Every second Earth is bombarded with an enormous number of neutrinos from the cosmos. These neutrinos were created in the primordial soup one second after the Big Bang, but they have never been observed. In the proposed research, the consortium will develop an experiment to observe these relic neutrinos by investigating the decay of heavy-hydrogen tritium.

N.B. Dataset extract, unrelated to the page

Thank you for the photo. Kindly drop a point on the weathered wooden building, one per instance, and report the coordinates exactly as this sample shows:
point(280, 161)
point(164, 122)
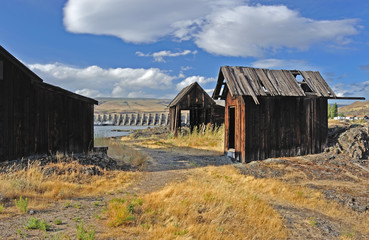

Besides the University of Amsterdam, the consortium, for which Auke Pieter Colijn is the coordinator and which also involves UvA physicist Shin’ichiro Ando, consists of the Radboud Universiteit, De Haagse Hogeschool (The Hague University of Applied Sciences), TNO, the Princeton Physics Department, the Laboratorio Nazionale di Gran Sasso (LNGS), the Netherlands’ Physical Society (NNV), Ampulz, and the Karlsruhe Institute of Technology (KIT).

NWA-ORC

The project is financed as part of the second round in the programme of the National Science Agenda: Research in Routes by Consortia (NWA-ORC). Besides the neutrino consortium, 20 other consortia will work in teams doing interdisciplinary research that brings scientific and societal breakthroughs within reach. A second consortium, researching black holes, also involves UvA physicists. In all of the projects, the entire knowledge chain and both public and private societal parties work together closely.